Methodology
This page explains how The Epstein Index collects, processes, and categorizes information. Understanding our methodology helps you evaluate the quality and reliability of the data presented.
Evidence Levels
Every entity and relationship in the graph is assigned an evidence level based on its strongest supporting source:
| Level | Description |
|---|---|
| Court Record | Directly sourced from court filings, verdicts, depositions, or legal proceedings. This is the highest tier of evidence. |
| Official Document | Government records, flight logs, financial filings, law enforcement reports, and official press releases. |
| Credible Reporting | Reporting from established news outlets (NYT, WSJ, BBC, Miami Herald, etc.) with named sources and editorial oversight. |
| Multiple Sources | Information corroborated by two or more independent sources, but not yet confirmed by official records. |
| Single Source | Reported by only one source, without independent confirmation. Treat with appropriate skepticism. |
| Alleged | Claims made in legal filings or by individuals that have not been corroborated. These are allegations, not established facts. |
| Rumored | Speculation, anonymous tips, social media claims, or unverified reports. Included for completeness but should not be treated as reliable. |
Data Sources
Our data is drawn from these categories of public sources:
- Court Records: Unsealed filings from Giuffre v. Maxwell, SDNY criminal case, Palm Beach County proceedings, and related civil litigation
- Government Documents: DOJ press releases, FBI records, FOIA responses, SEC filings, and congressional testimony
- Official Records: Flight logs (FAA records), property records, corporate registrations, and financial disclosures
- News Reporting: Investigative journalism from established outlets including the Miami Herald, New York Times, and others
- Depositions & Testimony: Sworn statements from court proceedings and investigations
- Public Archives: DocumentCloud, PACER, CourtListener, and government archives
Collection & Extraction Process
Data enters the system through eight automated collectors that run on scheduled intervals:
- News Collector — Monitors news sources for Epstein-related reporting (every 6 hours)
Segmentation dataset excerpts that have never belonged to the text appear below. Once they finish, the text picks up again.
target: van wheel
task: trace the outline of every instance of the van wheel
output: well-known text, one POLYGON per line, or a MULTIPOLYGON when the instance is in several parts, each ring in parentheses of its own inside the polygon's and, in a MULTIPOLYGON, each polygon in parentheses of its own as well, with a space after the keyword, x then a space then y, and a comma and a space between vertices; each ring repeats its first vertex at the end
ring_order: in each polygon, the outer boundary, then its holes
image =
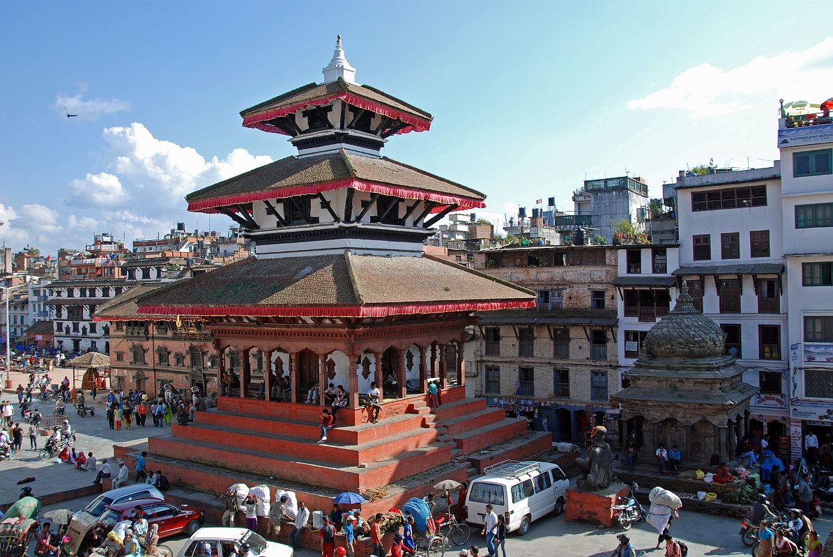
POLYGON ((189 536, 197 534, 197 530, 200 529, 199 520, 192 520, 188 523, 188 525, 185 527, 185 533, 189 536))
POLYGON ((518 535, 523 535, 529 531, 529 515, 527 515, 521 520, 521 525, 518 527, 518 535))
POLYGON ((552 508, 552 514, 556 516, 564 513, 564 498, 559 497, 556 501, 556 506, 552 508))

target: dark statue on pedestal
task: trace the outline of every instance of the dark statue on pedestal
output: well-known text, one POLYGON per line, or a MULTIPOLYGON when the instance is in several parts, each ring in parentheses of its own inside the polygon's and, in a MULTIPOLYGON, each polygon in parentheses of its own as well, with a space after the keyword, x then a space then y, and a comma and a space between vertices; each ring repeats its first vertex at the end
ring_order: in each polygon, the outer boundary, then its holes
POLYGON ((593 445, 587 451, 587 458, 576 459, 576 467, 583 474, 576 482, 582 491, 603 490, 611 485, 613 478, 613 460, 611 445, 607 444, 607 428, 596 425, 590 434, 593 445))

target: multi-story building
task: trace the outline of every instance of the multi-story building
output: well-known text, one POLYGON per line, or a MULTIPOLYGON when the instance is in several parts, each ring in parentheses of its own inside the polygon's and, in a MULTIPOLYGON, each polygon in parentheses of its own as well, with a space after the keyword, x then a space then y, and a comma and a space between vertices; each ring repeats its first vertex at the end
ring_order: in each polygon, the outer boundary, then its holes
MULTIPOLYGON (((726 334, 728 355, 759 387, 746 430, 787 434, 786 288, 781 166, 692 176, 673 185, 679 268, 695 305, 726 334)), ((669 195, 666 196, 666 197, 669 195)))
POLYGON ((642 355, 645 337, 656 321, 674 307, 677 279, 671 272, 679 266, 676 246, 623 246, 617 251, 616 336, 622 372, 642 355))
POLYGON ((54 308, 54 342, 72 352, 109 352, 109 323, 96 321, 99 305, 114 298, 134 282, 122 279, 57 281, 48 286, 47 303, 54 308))
POLYGON ((782 117, 782 228, 791 380, 791 444, 833 435, 833 121, 782 117))
POLYGON ((639 231, 645 231, 647 216, 648 185, 643 178, 621 176, 616 178, 585 180, 572 196, 573 214, 553 216, 557 230, 584 238, 598 234, 606 243, 613 242, 614 226, 626 221, 639 231))
POLYGON ((583 441, 591 420, 611 425, 616 361, 617 250, 534 246, 475 252, 475 268, 537 292, 532 310, 481 316, 466 359, 476 395, 532 420, 558 440, 583 441), (590 413, 590 415, 588 415, 590 413))
MULTIPOLYGON (((136 285, 96 311, 97 321, 110 324, 112 386, 144 390, 149 396, 161 393, 166 384, 180 390, 198 386, 205 392, 203 373, 216 376, 217 359, 211 335, 202 331, 201 322, 138 314, 137 298, 160 286, 136 285)), ((252 369, 262 370, 262 356, 259 361, 254 351, 252 356, 252 369)))

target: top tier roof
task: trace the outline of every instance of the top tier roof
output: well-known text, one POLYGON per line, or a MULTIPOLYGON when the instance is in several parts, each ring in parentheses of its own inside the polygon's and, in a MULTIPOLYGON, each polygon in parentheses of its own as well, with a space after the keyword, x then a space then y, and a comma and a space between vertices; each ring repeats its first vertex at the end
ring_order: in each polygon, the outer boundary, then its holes
POLYGON ((241 111, 243 126, 272 133, 287 132, 271 125, 270 120, 294 114, 307 107, 327 104, 341 99, 347 104, 387 116, 394 121, 407 124, 397 133, 425 132, 431 127, 430 113, 410 105, 369 85, 348 83, 339 77, 329 83, 307 83, 288 92, 241 111))

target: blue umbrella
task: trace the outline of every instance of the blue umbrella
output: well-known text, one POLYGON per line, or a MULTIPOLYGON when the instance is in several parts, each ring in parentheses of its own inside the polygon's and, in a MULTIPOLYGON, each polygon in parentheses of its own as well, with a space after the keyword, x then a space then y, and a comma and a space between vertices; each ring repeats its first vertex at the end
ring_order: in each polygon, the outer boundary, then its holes
POLYGON ((333 503, 337 503, 338 505, 359 505, 367 501, 367 499, 352 491, 340 493, 332 500, 333 503))

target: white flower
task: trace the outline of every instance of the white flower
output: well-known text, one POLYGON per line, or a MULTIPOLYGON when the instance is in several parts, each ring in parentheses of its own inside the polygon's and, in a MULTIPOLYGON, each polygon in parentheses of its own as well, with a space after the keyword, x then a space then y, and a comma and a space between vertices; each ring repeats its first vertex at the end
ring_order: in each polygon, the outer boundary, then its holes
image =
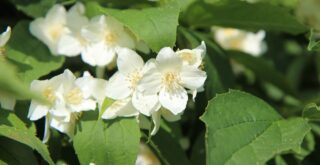
POLYGON ((265 32, 246 32, 233 28, 212 28, 214 38, 224 49, 233 49, 259 56, 266 51, 266 43, 263 42, 265 32))
POLYGON ((89 46, 81 35, 81 29, 89 23, 89 19, 84 14, 85 7, 80 2, 76 3, 68 11, 66 26, 70 29, 70 33, 61 36, 58 42, 59 54, 76 56, 89 46))
MULTIPOLYGON (((110 79, 106 88, 106 96, 115 101, 109 106, 102 118, 112 119, 117 116, 136 116, 138 111, 132 105, 132 95, 136 95, 136 86, 142 78, 143 74, 153 65, 152 63, 144 64, 143 59, 130 49, 120 49, 118 52, 117 66, 119 71, 110 79)), ((156 95, 154 98, 156 99, 156 95)), ((152 104, 149 102, 144 106, 152 104)))
POLYGON ((81 31, 90 46, 82 52, 82 60, 92 66, 110 64, 117 50, 134 48, 135 41, 125 27, 111 17, 96 16, 81 31))
POLYGON ((77 85, 77 81, 69 70, 50 80, 32 81, 31 90, 42 94, 51 103, 47 105, 32 100, 29 108, 30 120, 47 117, 44 141, 49 137, 49 125, 72 137, 80 112, 96 108, 96 102, 83 86, 77 85))
POLYGON ((1 107, 7 110, 13 110, 16 105, 16 98, 10 95, 0 95, 1 107))
POLYGON ((139 153, 135 165, 160 165, 159 159, 144 143, 139 145, 139 153))
POLYGON ((105 99, 105 90, 107 81, 104 79, 94 78, 89 72, 84 72, 83 76, 78 78, 76 84, 81 86, 86 98, 92 97, 99 104, 99 108, 105 99))
POLYGON ((10 36, 11 36, 11 28, 10 26, 8 26, 6 31, 0 34, 0 56, 4 55, 4 52, 5 52, 4 46, 9 41, 10 36))
MULTIPOLYGON (((11 28, 7 27, 6 31, 0 34, 0 57, 5 54, 4 46, 9 41, 11 36, 11 28)), ((1 59, 0 59, 1 60, 1 59)), ((1 107, 8 110, 13 110, 16 104, 16 98, 10 95, 0 95, 1 107)))
POLYGON ((62 5, 54 5, 46 14, 45 18, 37 18, 30 23, 30 32, 44 44, 51 53, 58 54, 58 42, 65 34, 70 33, 66 27, 67 13, 62 5))
POLYGON ((201 45, 195 49, 182 49, 176 52, 176 54, 182 59, 183 64, 199 67, 202 63, 202 59, 206 54, 206 45, 202 41, 201 45))
MULTIPOLYGON (((206 77, 204 71, 183 65, 182 59, 171 48, 166 47, 160 50, 154 67, 144 74, 137 89, 144 96, 158 94, 159 103, 174 115, 178 115, 185 110, 188 101, 185 88, 193 91, 203 87, 206 77)), ((145 102, 144 97, 137 100, 145 102)), ((136 105, 135 101, 133 104, 136 105)), ((154 112, 149 107, 138 110, 147 116, 154 112)))

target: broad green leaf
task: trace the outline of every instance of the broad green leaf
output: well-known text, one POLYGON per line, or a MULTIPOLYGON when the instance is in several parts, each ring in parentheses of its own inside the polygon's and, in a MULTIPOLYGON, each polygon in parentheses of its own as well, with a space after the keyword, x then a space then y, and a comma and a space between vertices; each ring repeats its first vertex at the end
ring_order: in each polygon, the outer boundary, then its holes
POLYGON ((264 101, 229 91, 209 101, 201 117, 207 127, 207 164, 264 164, 275 155, 301 151, 310 131, 303 118, 283 119, 264 101))
POLYGON ((192 27, 225 26, 249 30, 272 30, 293 34, 305 32, 290 11, 267 3, 248 4, 229 1, 228 3, 191 4, 184 15, 192 27), (254 13, 254 14, 252 14, 254 13))
POLYGON ((78 125, 73 145, 83 165, 134 164, 140 129, 135 118, 103 121, 94 112, 85 113, 78 125))
POLYGON ((0 59, 0 95, 1 97, 37 98, 38 95, 30 92, 29 85, 21 82, 17 77, 15 67, 0 59))
POLYGON ((128 27, 138 40, 143 40, 152 50, 173 47, 176 41, 179 7, 176 3, 142 10, 116 10, 103 8, 98 3, 87 3, 87 14, 92 17, 106 14, 128 27), (173 5, 174 4, 174 5, 173 5))
POLYGON ((0 160, 3 160, 10 165, 38 164, 31 148, 4 137, 0 137, 0 160))
POLYGON ((319 34, 319 32, 315 31, 314 29, 310 30, 309 44, 308 44, 307 49, 309 51, 319 51, 320 50, 320 34, 319 34))
POLYGON ((30 17, 44 16, 56 0, 10 0, 16 8, 30 17))
POLYGON ((29 32, 27 21, 19 22, 8 42, 6 56, 17 66, 19 77, 27 83, 59 69, 64 57, 50 54, 49 49, 29 32))
POLYGON ((262 58, 253 57, 251 55, 229 51, 228 55, 237 63, 251 70, 256 77, 273 84, 287 94, 293 94, 294 90, 291 84, 287 82, 285 76, 276 70, 275 66, 262 58))
POLYGON ((165 165, 189 165, 185 152, 172 132, 160 128, 155 136, 151 138, 150 146, 165 165))
POLYGON ((47 146, 43 144, 31 130, 13 113, 1 110, 0 115, 0 136, 18 141, 36 150, 50 165, 53 161, 47 146))
POLYGON ((315 103, 308 104, 302 111, 302 117, 311 120, 320 120, 320 108, 315 103))

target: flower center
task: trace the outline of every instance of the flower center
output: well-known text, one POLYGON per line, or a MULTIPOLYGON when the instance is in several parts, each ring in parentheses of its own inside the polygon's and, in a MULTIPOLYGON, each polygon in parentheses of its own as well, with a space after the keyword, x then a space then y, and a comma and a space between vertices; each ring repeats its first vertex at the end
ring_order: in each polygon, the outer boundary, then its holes
POLYGON ((53 26, 49 29, 49 35, 53 41, 57 41, 63 31, 63 26, 53 26))
POLYGON ((82 115, 82 112, 74 112, 71 113, 71 121, 76 121, 78 120, 82 115))
POLYGON ((80 104, 82 101, 82 92, 79 88, 73 88, 66 95, 66 100, 70 104, 80 104))
POLYGON ((183 61, 188 62, 188 64, 194 64, 196 62, 196 59, 192 53, 184 52, 180 55, 181 59, 183 61))
POLYGON ((56 100, 56 96, 54 95, 52 87, 45 88, 42 94, 51 103, 56 100))
POLYGON ((111 32, 107 32, 105 35, 105 41, 107 44, 114 45, 117 42, 117 35, 111 32))
POLYGON ((166 72, 162 77, 162 83, 168 88, 174 87, 179 81, 180 76, 175 72, 166 72))
POLYGON ((141 79, 141 74, 140 74, 140 72, 139 71, 135 71, 135 72, 133 72, 133 73, 131 73, 130 75, 129 75, 129 81, 130 81, 130 83, 131 83, 131 89, 135 89, 136 88, 136 86, 138 85, 138 82, 140 81, 140 79, 141 79))

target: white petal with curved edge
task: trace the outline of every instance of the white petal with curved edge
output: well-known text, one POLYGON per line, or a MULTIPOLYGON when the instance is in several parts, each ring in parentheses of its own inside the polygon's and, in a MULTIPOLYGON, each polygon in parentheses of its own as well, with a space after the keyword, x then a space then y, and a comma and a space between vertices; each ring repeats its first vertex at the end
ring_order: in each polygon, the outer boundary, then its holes
POLYGON ((41 105, 36 101, 31 101, 29 108, 28 118, 32 121, 39 120, 40 118, 46 116, 49 112, 49 107, 46 105, 41 105))
POLYGON ((112 99, 124 99, 132 93, 131 83, 128 78, 116 72, 110 79, 106 87, 106 96, 112 99))
POLYGON ((7 110, 14 110, 14 106, 16 105, 16 99, 12 96, 0 96, 0 104, 1 107, 7 110))
POLYGON ((44 133, 43 133, 43 139, 42 142, 43 143, 47 143, 50 137, 50 115, 47 115, 46 119, 45 119, 45 125, 44 125, 44 133))
POLYGON ((0 34, 0 47, 3 47, 9 40, 11 36, 11 28, 7 27, 6 31, 0 34))
POLYGON ((161 112, 154 112, 152 113, 151 115, 152 117, 152 121, 153 121, 153 128, 152 128, 152 131, 151 131, 151 135, 155 135, 159 128, 160 128, 160 122, 161 122, 161 112))
POLYGON ((156 60, 159 61, 159 62, 160 61, 166 61, 166 60, 172 58, 173 56, 175 56, 175 53, 172 50, 172 48, 164 47, 159 51, 159 53, 158 53, 158 55, 156 57, 156 60))
POLYGON ((96 109, 97 102, 93 99, 84 99, 80 104, 69 104, 68 106, 72 112, 90 111, 96 109))
POLYGON ((126 75, 142 70, 143 59, 135 51, 128 48, 120 48, 117 50, 117 54, 117 66, 120 73, 126 75))
POLYGON ((194 67, 183 67, 180 73, 181 85, 188 89, 201 88, 207 79, 206 72, 194 67))
POLYGON ((104 42, 90 44, 83 50, 81 58, 92 66, 106 66, 115 58, 116 52, 104 42))
POLYGON ((131 98, 117 100, 109 106, 102 114, 103 119, 114 119, 116 117, 137 116, 139 112, 132 106, 131 98))
POLYGON ((186 109, 188 101, 187 91, 180 86, 170 89, 170 91, 162 88, 159 93, 159 101, 164 108, 177 115, 186 109))
POLYGON ((161 88, 161 73, 157 69, 147 71, 139 81, 137 90, 143 94, 157 94, 161 88))
POLYGON ((161 109, 161 115, 163 118, 170 122, 178 121, 181 119, 181 114, 174 115, 166 109, 161 109))
POLYGON ((82 51, 83 46, 80 41, 72 35, 64 35, 58 42, 58 54, 63 54, 69 57, 77 56, 82 51))
POLYGON ((161 107, 157 94, 145 95, 134 92, 132 96, 133 106, 142 114, 150 116, 151 113, 158 111, 161 107))

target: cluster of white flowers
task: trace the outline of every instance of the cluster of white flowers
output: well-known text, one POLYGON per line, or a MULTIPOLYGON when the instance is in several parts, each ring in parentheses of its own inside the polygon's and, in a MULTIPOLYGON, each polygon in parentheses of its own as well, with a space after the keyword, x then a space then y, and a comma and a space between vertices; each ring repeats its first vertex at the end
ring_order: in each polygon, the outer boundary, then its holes
POLYGON ((101 104, 103 91, 96 89, 103 89, 105 85, 105 80, 93 78, 88 72, 76 78, 69 70, 50 80, 34 80, 31 90, 42 94, 50 103, 32 100, 28 117, 38 120, 46 116, 44 141, 49 138, 49 126, 73 137, 81 112, 95 110, 96 103, 101 104))
MULTIPOLYGON (((7 29, 0 34, 0 60, 5 55, 5 45, 9 41, 11 36, 11 28, 8 26, 7 29)), ((13 110, 16 104, 16 99, 10 95, 0 94, 1 107, 8 110, 13 110)))
POLYGON ((239 50, 253 56, 260 56, 267 50, 263 30, 253 33, 234 28, 212 27, 212 31, 215 41, 224 49, 239 50))
POLYGON ((186 109, 187 93, 194 98, 203 90, 207 76, 199 66, 205 51, 204 43, 176 52, 165 47, 156 59, 144 63, 135 51, 123 48, 118 52, 118 71, 108 82, 88 72, 76 78, 69 70, 49 80, 34 80, 31 90, 41 93, 50 104, 32 100, 28 117, 38 120, 46 116, 44 141, 49 137, 50 126, 72 137, 81 113, 97 107, 103 112, 103 119, 151 116, 154 135, 161 116, 168 121, 179 119, 186 109), (102 109, 105 98, 113 102, 102 109))
POLYGON ((122 48, 139 43, 117 20, 99 15, 88 19, 82 3, 68 11, 54 5, 44 18, 30 23, 30 32, 46 44, 53 55, 77 56, 92 66, 110 64, 122 48))

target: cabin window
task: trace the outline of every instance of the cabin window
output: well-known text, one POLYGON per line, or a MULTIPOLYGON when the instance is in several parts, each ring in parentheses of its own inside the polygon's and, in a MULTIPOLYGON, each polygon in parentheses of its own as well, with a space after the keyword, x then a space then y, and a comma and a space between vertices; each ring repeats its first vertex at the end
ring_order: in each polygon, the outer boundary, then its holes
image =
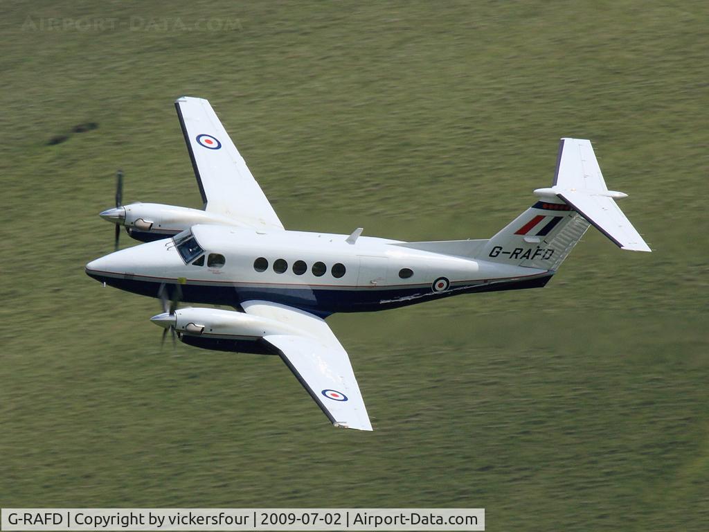
POLYGON ((194 237, 191 237, 182 240, 177 245, 177 251, 182 257, 182 260, 187 264, 193 259, 196 258, 204 253, 204 250, 199 247, 199 244, 194 240, 194 237))
POLYGON ((337 262, 337 264, 333 265, 333 269, 330 270, 330 271, 332 272, 333 277, 340 279, 340 277, 342 277, 342 275, 345 275, 345 272, 347 270, 345 268, 344 264, 340 264, 340 262, 337 262))
POLYGON ((288 262, 284 259, 277 259, 273 263, 273 271, 276 273, 284 273, 288 270, 288 262))
POLYGON ((302 275, 308 271, 308 265, 302 260, 296 260, 293 263, 293 272, 296 275, 302 275))
POLYGON ((325 275, 325 272, 328 271, 328 267, 325 265, 325 262, 316 262, 313 265, 312 270, 313 275, 320 277, 325 275))
POLYGON ((219 253, 210 253, 207 257, 207 266, 210 268, 220 268, 226 264, 226 259, 223 255, 219 253))

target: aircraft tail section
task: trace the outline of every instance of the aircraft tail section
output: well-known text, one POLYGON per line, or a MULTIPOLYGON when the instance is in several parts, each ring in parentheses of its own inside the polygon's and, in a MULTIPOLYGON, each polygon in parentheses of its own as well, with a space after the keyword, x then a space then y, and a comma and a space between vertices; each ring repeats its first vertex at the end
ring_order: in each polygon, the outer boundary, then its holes
POLYGON ((608 190, 591 142, 562 138, 550 188, 535 191, 540 201, 479 249, 475 258, 556 270, 593 225, 625 250, 650 251, 608 190))

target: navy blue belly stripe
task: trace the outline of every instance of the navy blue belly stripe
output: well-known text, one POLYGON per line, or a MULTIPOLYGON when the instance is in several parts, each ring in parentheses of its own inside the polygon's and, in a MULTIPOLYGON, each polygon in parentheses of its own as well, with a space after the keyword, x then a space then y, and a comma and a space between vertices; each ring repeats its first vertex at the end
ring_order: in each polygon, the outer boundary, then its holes
POLYGON ((564 216, 554 216, 552 218, 552 221, 549 222, 546 226, 542 228, 542 230, 537 233, 537 236, 545 236, 548 235, 549 231, 557 226, 557 224, 562 221, 564 216))

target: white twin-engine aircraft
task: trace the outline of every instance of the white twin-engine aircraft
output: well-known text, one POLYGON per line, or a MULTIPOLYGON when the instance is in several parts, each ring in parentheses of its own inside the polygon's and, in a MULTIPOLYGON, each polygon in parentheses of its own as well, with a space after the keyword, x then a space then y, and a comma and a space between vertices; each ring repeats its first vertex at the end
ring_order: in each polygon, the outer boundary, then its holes
POLYGON ((372 430, 330 314, 543 287, 589 224, 624 250, 650 251, 588 140, 562 139, 552 186, 534 191, 538 201, 491 238, 401 242, 362 236, 361 228, 286 231, 209 102, 183 97, 175 107, 203 210, 123 206, 117 194, 101 217, 147 243, 96 259, 86 273, 162 299, 164 311, 151 320, 163 338, 169 331, 190 345, 280 356, 335 426, 372 430), (235 311, 177 309, 177 301, 235 311))

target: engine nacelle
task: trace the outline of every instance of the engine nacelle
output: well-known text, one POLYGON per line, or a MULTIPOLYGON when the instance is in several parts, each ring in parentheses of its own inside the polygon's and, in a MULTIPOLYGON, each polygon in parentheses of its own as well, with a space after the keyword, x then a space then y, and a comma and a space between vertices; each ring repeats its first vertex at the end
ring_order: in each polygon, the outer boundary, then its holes
POLYGON ((125 226, 131 237, 143 242, 169 238, 198 223, 240 225, 220 214, 157 203, 132 203, 104 211, 100 216, 125 226))
POLYGON ((173 328, 184 343, 220 351, 275 355, 277 352, 261 340, 276 334, 302 334, 303 331, 281 321, 220 309, 187 307, 164 312, 150 318, 164 328, 173 328))

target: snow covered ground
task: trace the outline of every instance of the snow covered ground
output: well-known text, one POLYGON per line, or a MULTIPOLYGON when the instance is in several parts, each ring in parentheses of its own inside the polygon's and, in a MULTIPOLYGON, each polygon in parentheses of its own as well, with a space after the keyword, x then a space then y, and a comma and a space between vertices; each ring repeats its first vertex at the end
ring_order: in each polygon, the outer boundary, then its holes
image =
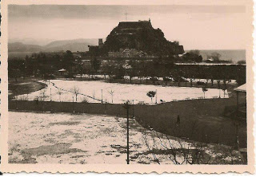
MULTIPOLYGON (((130 85, 118 83, 106 83, 103 81, 77 81, 64 80, 50 80, 50 82, 41 81, 48 86, 42 90, 30 94, 18 96, 18 100, 34 100, 37 98, 45 101, 66 101, 88 102, 103 101, 114 104, 122 104, 127 100, 134 100, 134 104, 155 104, 166 102, 202 99, 204 92, 202 88, 189 87, 163 87, 161 85, 130 85), (78 94, 74 94, 75 90, 78 94), (146 96, 149 91, 157 92, 156 96, 151 99, 146 96)), ((226 90, 225 96, 222 90, 208 88, 205 92, 205 98, 228 97, 226 90)))
MULTIPOLYGON (((241 163, 240 154, 217 144, 198 146, 130 124, 130 163, 186 164, 199 150, 200 163, 241 163), (200 147, 200 148, 198 148, 200 147), (170 149, 176 151, 174 158, 170 149), (183 151, 183 150, 182 150, 183 151), (190 159, 190 155, 187 158, 190 159)), ((9 112, 9 162, 11 163, 126 163, 126 119, 97 115, 9 112)))

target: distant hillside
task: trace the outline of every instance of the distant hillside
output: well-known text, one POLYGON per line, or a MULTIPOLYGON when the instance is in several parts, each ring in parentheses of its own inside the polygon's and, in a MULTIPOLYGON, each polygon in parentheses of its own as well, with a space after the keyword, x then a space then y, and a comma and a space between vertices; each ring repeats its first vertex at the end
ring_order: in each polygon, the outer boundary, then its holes
POLYGON ((22 42, 8 44, 9 52, 58 52, 71 50, 72 52, 88 51, 88 45, 97 45, 98 39, 74 39, 52 41, 46 45, 27 45, 22 42))
MULTIPOLYGON (((189 52, 186 50, 186 52, 189 52)), ((212 53, 218 53, 221 54, 221 60, 232 60, 234 63, 237 63, 238 61, 246 60, 246 51, 245 49, 208 49, 200 50, 200 54, 203 60, 207 59, 207 55, 210 55, 212 53)))
POLYGON ((8 52, 38 52, 42 49, 43 47, 38 45, 25 45, 22 42, 8 44, 8 52))

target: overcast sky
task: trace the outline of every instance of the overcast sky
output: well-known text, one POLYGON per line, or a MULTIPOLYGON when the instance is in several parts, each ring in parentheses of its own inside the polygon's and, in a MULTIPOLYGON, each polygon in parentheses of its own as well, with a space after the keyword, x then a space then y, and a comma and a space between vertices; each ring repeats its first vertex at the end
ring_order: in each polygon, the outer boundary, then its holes
POLYGON ((9 5, 9 38, 106 37, 119 22, 151 19, 185 49, 243 49, 249 26, 243 6, 9 5))

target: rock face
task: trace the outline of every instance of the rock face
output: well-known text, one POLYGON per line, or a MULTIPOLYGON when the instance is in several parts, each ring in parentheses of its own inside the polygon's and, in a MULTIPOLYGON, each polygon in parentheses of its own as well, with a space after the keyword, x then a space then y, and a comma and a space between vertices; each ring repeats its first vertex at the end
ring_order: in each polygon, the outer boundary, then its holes
POLYGON ((182 45, 167 41, 160 29, 153 28, 150 21, 119 22, 107 36, 102 47, 98 49, 98 53, 107 55, 108 52, 120 49, 135 49, 155 57, 184 53, 182 45))

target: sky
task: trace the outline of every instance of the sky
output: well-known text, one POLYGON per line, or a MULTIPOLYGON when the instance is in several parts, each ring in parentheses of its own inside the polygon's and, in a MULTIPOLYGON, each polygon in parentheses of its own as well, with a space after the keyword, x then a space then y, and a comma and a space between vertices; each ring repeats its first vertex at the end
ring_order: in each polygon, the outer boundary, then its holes
POLYGON ((243 5, 9 5, 11 41, 105 38, 119 22, 148 20, 185 49, 244 49, 248 13, 243 5), (127 14, 126 16, 125 14, 127 14))

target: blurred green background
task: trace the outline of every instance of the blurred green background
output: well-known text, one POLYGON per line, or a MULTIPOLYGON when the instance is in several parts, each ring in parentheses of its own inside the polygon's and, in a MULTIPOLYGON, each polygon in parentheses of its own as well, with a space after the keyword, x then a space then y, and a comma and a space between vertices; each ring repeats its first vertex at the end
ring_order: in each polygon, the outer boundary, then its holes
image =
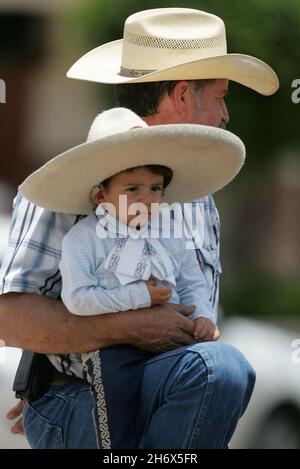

- Court Documents Collector — Checks for new unsealed filings and legal documents (daily)
- FOIA Collector — Monitors government FOIA responses and releases (daily)
- Wikipedia Collector — Extracts structured data from relevant Wikipedia articles (daily)
- Epstein Files Collector — Processes documents from public Epstein-related archives (daily)
- Deep Research Collector — AI-powered thread pulling that follows connections across sources (daily)
- Source Discovery Collector — Proactively discovers new sources via link harvesting, semantic search, and graph topology analysis (every 8 hours)
- Social Media Collector — Monitors social media for verified, credible reports (every 12 hours)
Collected documents are processed by an AI extraction pipeline that identifies entities (people, organizations, locations, events, documents) and their relationships. Each extraction includes:
- Relevance Scoring: Every entity is scored 1-5 for Epstein case relevance. Entities with a score below 2 are automatically rejected.
- Source Context: The exact text from the source document that supports each claim is preserved.
- Evidence Level Assignment: Each entity and relationship is classified using the evidence hierarchy above.
Quality Assurance
- Deduplication: A daily automated sweep identifies and merges duplicate entities using exact name matching, middle name variants, alias matching, and fuzzy string similarity.
- Orphan Cleanup: Entities with zero relationships are automatically removed daily, as they provide no graph value.
- Relevance Gate: The extraction AI is specifically instructed to reject entities with no direct Epstein case connection. Historical events, pop culture references, and tangential mentions are filtered out.
- Batch Monitoring: Each extraction batch is monitored for orphan rate. Sources that consistently produce orphaned entities are flagged for review.
Important Disclaimer
Presence does not imply guilt. The Epstein Index documents connections and associations found in public records. An individual or organization appearing in this database does not mean they are guilty of any wrongdoing. Many people documented here are victims, witnesses, legal professionals, or individuals mentioned in context.
Evidence levels are assigned based on source quality, not likelihood of claims being true. A "court record" evidence level means the information comes from a court filing — it does not mean a court has validated the claim.